In this regard, non-commercial revenue consisting of subscriptions and services, which increased from 4% in the third quarter of 2020 to 12% in the third quarter of 2021, appears to be on an increasing trend. In addition, by offering services such as blockchain rewards and Earn campaign, as well as planning an NFT (non-fungible token) platform to benefit from Decentralized Finance (DeFi) products, Coinbase is one of the best Bitcoin related investments one can currently consider.

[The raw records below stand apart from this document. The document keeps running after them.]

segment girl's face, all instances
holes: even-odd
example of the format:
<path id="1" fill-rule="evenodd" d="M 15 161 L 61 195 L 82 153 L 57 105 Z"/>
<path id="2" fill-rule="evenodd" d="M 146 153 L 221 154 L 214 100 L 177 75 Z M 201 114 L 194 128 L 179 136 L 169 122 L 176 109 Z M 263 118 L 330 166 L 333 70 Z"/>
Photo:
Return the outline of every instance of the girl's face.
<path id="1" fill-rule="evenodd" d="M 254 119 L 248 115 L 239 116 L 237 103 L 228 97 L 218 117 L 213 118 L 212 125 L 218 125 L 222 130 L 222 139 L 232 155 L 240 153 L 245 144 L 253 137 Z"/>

To further justify my bullish stance, the cryptocurrency exchange boasts $6.3 million on its balance sheet, and most importantly it generates operating income, not a loss as is the case with most miners.

Source: SEC filings

Finally, with current inflation expectations and the Federal Reserve cutting back on monetary stimulus, Bitcoin, in the same way as many rich tech stocks, is no longer benefiting from an increase in the money supply. Thus, it is best to avoid exposure to a devaluation by investing in asset classes that directly expose the value of bitcoin such as BITO and crypto miners. Alternatively, an exchange like Coinbase that leverages trading-based revenue and diversifies into value-added services around the crypto ecosystem makes more sense. Thus, the company could rise to the $250 range once it launched Coinbase NFT, a new product experience where users can mint, collect, discover and display NFT products, all in one place.